Let's begin by taking a look at the source code for `sklearn`'s [StandardScaler](https://github.com/scikit-learn/scikit-learn/blob/fd237278e/sklearn/preprocessing/_data.py#L517)

Take a minute to peruse the source code on your own. What do you notice?

## "Everything in Python is an object"

Python is an object-oriented programming language. You'll hear people say that "everything is an object" in Python. What does this mean?

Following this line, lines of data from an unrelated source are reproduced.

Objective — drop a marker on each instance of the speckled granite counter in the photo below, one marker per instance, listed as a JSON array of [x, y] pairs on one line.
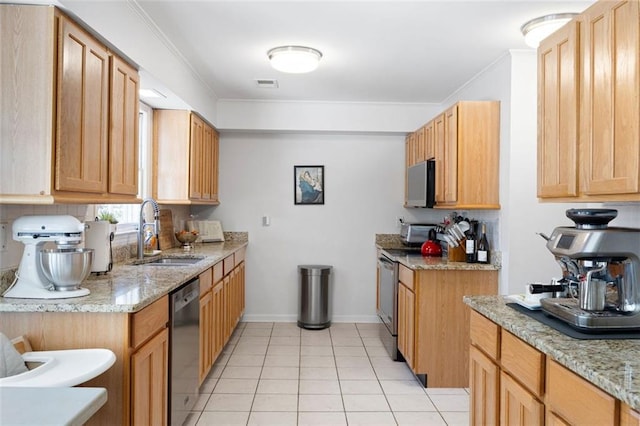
[[129, 287], [612, 365], [417, 261]]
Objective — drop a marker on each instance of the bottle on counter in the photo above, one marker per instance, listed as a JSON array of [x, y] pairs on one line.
[[470, 245], [483, 246]]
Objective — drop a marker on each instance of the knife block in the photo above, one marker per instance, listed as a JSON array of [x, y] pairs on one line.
[[456, 254]]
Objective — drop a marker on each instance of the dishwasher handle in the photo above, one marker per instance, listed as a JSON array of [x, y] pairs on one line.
[[186, 295]]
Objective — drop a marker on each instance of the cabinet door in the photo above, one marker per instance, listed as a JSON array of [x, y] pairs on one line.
[[218, 318], [558, 75], [440, 141], [484, 382], [82, 111], [610, 128], [450, 160], [406, 326], [207, 335], [149, 381], [196, 157], [517, 406], [123, 128], [429, 141]]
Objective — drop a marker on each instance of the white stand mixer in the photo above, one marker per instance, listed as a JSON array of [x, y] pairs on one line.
[[34, 232]]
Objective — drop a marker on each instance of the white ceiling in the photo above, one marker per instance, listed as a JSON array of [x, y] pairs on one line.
[[373, 51]]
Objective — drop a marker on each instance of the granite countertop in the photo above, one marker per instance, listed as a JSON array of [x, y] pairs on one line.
[[612, 365], [130, 287], [416, 261]]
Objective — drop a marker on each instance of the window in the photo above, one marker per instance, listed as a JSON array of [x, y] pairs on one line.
[[128, 214]]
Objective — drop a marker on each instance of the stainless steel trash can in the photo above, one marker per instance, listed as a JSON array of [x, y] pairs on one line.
[[314, 296]]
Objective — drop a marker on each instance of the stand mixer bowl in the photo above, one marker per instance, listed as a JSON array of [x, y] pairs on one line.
[[66, 268]]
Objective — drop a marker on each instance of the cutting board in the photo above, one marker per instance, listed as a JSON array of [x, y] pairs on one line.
[[166, 239]]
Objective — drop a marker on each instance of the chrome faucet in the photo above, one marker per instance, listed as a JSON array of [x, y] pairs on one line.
[[142, 224]]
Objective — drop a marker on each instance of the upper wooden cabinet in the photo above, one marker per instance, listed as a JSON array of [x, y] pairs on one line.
[[66, 116], [605, 44], [185, 158], [465, 142]]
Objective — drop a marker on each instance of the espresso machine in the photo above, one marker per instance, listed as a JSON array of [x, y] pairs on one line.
[[599, 290]]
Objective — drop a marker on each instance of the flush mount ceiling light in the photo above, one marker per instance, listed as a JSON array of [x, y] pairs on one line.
[[294, 59], [538, 29]]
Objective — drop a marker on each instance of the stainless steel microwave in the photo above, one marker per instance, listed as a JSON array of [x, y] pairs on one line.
[[421, 184]]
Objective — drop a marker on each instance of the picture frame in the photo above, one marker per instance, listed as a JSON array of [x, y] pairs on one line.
[[308, 185]]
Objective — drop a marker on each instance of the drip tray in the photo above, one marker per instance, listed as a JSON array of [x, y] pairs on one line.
[[566, 329]]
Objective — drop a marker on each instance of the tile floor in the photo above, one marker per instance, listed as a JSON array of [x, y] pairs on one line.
[[280, 374]]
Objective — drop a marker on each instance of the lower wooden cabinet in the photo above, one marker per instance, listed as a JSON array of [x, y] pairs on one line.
[[533, 389], [433, 331], [484, 383], [221, 307], [517, 405], [149, 381]]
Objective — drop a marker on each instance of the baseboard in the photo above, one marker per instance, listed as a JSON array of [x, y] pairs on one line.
[[294, 318]]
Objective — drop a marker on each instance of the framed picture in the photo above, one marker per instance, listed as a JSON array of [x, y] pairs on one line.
[[308, 184]]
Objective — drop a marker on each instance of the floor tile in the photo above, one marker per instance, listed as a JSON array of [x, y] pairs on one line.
[[282, 361], [402, 387], [456, 418], [265, 418], [275, 402], [360, 387], [317, 350], [285, 341], [317, 361], [280, 373], [408, 418], [352, 361], [410, 403], [256, 332], [289, 386], [241, 372], [397, 372], [451, 402], [365, 403], [349, 351], [236, 386], [384, 418], [319, 387], [356, 373], [240, 360], [320, 403], [283, 350], [214, 418], [229, 402], [321, 419], [318, 373]]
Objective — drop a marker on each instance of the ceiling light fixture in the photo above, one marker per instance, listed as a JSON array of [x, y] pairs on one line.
[[294, 59], [538, 29]]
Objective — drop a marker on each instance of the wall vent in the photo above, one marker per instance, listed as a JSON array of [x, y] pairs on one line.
[[267, 83]]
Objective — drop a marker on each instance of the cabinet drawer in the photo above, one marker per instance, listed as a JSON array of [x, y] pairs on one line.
[[229, 264], [218, 272], [406, 277], [485, 334], [577, 401], [524, 362], [206, 281], [147, 322]]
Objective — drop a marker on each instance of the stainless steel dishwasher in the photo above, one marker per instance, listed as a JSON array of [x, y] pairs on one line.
[[183, 358]]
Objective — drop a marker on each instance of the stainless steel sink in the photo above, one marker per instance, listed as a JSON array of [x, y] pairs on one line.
[[173, 261]]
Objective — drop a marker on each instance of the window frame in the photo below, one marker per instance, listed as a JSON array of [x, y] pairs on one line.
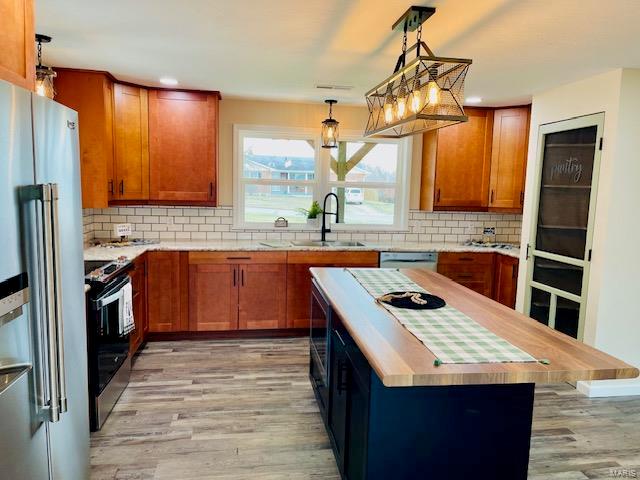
[[321, 184]]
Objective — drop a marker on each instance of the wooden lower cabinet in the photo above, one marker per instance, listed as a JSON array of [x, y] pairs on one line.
[[473, 270], [506, 280], [379, 432], [491, 274], [213, 297], [139, 284], [164, 292], [262, 301], [299, 278], [237, 290]]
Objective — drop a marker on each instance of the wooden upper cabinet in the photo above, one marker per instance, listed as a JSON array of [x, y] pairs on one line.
[[182, 146], [164, 288], [17, 38], [91, 95], [262, 300], [509, 159], [463, 161], [131, 140]]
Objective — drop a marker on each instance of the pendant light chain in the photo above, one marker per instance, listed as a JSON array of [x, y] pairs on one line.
[[39, 53]]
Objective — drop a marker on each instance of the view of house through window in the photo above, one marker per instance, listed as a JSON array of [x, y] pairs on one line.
[[363, 175], [286, 172], [281, 175]]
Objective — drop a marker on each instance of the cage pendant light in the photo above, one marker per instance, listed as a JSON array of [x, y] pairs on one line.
[[423, 94], [44, 74], [330, 128]]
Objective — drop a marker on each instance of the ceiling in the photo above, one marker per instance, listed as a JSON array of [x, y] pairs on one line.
[[282, 49]]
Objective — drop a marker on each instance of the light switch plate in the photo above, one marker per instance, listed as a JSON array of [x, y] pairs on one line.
[[122, 229]]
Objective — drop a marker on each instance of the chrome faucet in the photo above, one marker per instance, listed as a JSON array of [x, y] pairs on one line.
[[324, 229]]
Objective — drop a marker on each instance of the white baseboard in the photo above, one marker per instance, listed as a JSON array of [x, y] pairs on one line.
[[609, 388]]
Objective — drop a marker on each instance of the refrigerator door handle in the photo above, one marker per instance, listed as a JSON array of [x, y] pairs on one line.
[[49, 401], [62, 384], [50, 291]]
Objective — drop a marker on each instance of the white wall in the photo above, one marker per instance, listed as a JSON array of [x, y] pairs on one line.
[[612, 321]]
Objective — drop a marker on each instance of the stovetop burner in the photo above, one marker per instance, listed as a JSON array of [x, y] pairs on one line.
[[102, 271]]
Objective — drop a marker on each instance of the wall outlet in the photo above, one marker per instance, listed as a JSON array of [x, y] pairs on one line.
[[469, 229], [122, 229]]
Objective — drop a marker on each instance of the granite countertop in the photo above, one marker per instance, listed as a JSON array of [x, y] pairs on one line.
[[131, 252]]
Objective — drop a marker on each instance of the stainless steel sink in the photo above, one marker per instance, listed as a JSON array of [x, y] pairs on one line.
[[319, 243]]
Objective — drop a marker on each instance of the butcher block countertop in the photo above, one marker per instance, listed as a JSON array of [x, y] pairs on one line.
[[400, 359]]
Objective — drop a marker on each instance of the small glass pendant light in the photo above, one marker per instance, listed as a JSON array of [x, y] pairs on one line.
[[44, 74], [330, 128]]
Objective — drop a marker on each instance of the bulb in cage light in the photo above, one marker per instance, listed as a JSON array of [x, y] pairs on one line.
[[388, 109], [401, 102], [416, 97], [433, 93], [330, 128]]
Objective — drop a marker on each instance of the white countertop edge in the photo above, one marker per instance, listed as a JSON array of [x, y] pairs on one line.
[[131, 252]]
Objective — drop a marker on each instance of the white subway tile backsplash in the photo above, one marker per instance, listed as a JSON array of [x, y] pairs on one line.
[[199, 223]]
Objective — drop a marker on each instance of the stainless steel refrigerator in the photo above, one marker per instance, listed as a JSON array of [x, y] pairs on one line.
[[44, 429]]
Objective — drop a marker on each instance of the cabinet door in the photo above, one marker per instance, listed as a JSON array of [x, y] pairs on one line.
[[131, 139], [91, 95], [506, 280], [213, 297], [473, 270], [163, 291], [463, 163], [509, 158], [182, 146], [17, 62], [262, 296], [299, 278]]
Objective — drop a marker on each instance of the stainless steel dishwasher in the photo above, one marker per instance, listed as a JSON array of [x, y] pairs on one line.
[[426, 260]]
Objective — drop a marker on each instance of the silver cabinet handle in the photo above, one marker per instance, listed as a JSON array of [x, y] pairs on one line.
[[49, 269], [62, 382]]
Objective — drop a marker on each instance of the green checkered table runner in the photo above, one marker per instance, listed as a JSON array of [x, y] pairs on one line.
[[452, 336]]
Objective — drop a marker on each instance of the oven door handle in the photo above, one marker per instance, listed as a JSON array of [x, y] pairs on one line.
[[102, 302]]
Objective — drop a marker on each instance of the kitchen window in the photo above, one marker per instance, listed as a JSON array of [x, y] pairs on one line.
[[279, 172]]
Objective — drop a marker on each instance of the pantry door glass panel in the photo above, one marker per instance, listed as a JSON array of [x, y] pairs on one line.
[[559, 250]]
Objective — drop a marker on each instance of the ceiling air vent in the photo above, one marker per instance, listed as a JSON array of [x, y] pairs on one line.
[[335, 87]]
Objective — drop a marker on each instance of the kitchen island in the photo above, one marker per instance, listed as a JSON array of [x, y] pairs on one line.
[[392, 411]]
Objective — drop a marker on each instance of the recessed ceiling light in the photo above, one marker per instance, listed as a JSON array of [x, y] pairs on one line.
[[168, 81]]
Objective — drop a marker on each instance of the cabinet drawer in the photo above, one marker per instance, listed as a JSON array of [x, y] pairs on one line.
[[465, 258], [473, 273], [236, 258]]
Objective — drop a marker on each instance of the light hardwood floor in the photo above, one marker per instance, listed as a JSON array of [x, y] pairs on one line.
[[245, 410]]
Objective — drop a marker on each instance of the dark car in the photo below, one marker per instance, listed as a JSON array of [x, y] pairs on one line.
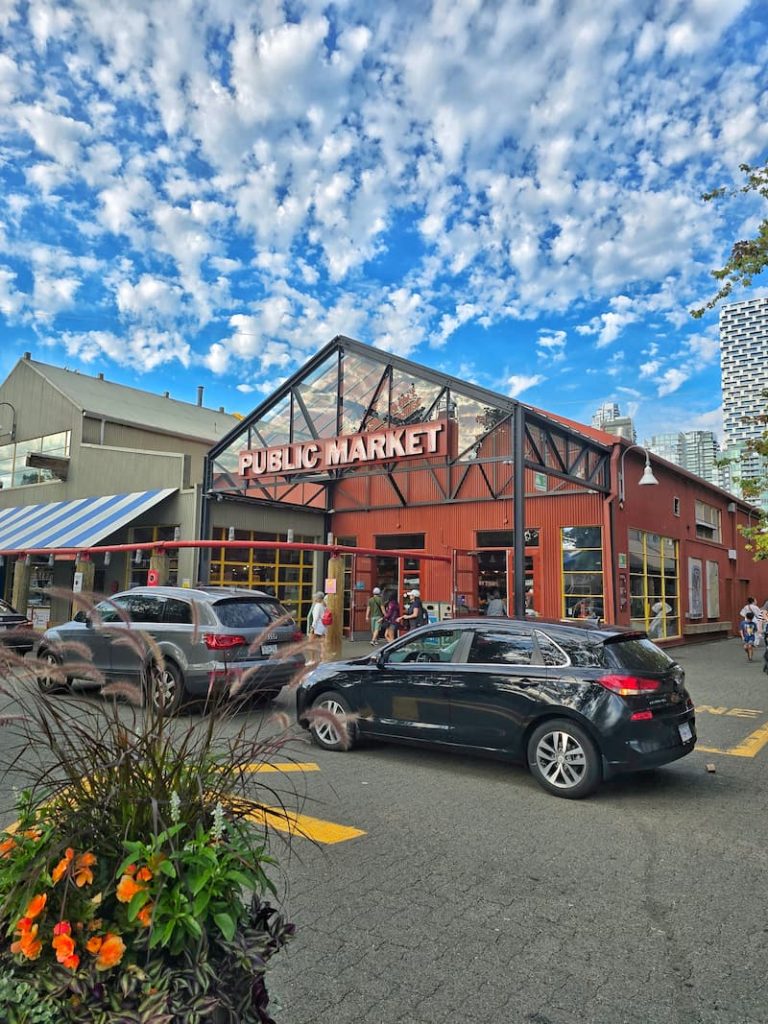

Go back to the idea of a function for a moment. A function is a kind of abstraction whereby an algorithm is made repeatable. So instead of coding:

In [None]:
print(3**2 + 10)
print(4**2 + 10)
print(5**2 + 10)

or even:

In [None]:
for x in range(3, 6):
    print(x**2 + 10)

I can write:

In [None]:
def square_and_add_ten(x):
    return x**2 + 10

Now imagine a further abstraction: Before, creating a function was about making a certain algorithm available to different inputs. Now I want to make that function available to different **objects**.

Even Python integers are objects. Consider:

In [None]:
x = 3

We can see what type of object a variable is with the built-in type operator:

In [None]:
type(x)

By setting x equal to an integer, I'm imbuing x with the methods of the integer class.

In [None]:
x.bit_length()

In [None]:
y = 4
y.bit_length()

In [None]:
x.__float__()

Python is dynamically typed, meaning you don't have to instruct it as to what type of object your variable is.  
A variable is a pointer to where an object is stored in memory.

### Side Note about Variables

In [None]:
id(x)

In [None]:
hex(id(x))

In [None]:
y = 3

In [None]:
hex(id(y))

In [None]:
x is y

In [None]:
# this can have implications 

x_list = [1,2,3,4]
y_list = x_list

x_list.pop()
print(x_list)
print(y_list)

In [None]:
# when you use copy(), you create a shallow copy of the object

z_list = y_list.copy()

In [None]:
id(z_list)

In [None]:
id(y_list)

In [None]:
y_list.pop()
print(y_list)
print(z_list)

In [None]:
a_list = [[1,2,3], [4,5,6]]
b_list = a_list.copy()
a_list[0][0] ='z'
b_list

In [None]:
import copy

# deepcopy is needed for mutable objects

a_list = [[1,2,3], [4,5,6]]
b_list = copy.deepcopy(a_list)
a_list[0][0] ='z'
b_list

For more details on this general feature of Python, see [here](https://jakevdp.github.io/WhirlwindTourOfPython/03-semantics-variables.html).
For more on shallow and deep copying, go [here](https://docs.python.org/3/library/copy.html#copy.deepcopy).

## Define attributes, methods, and dot notation

Dot notation is used to access both attributes and methods.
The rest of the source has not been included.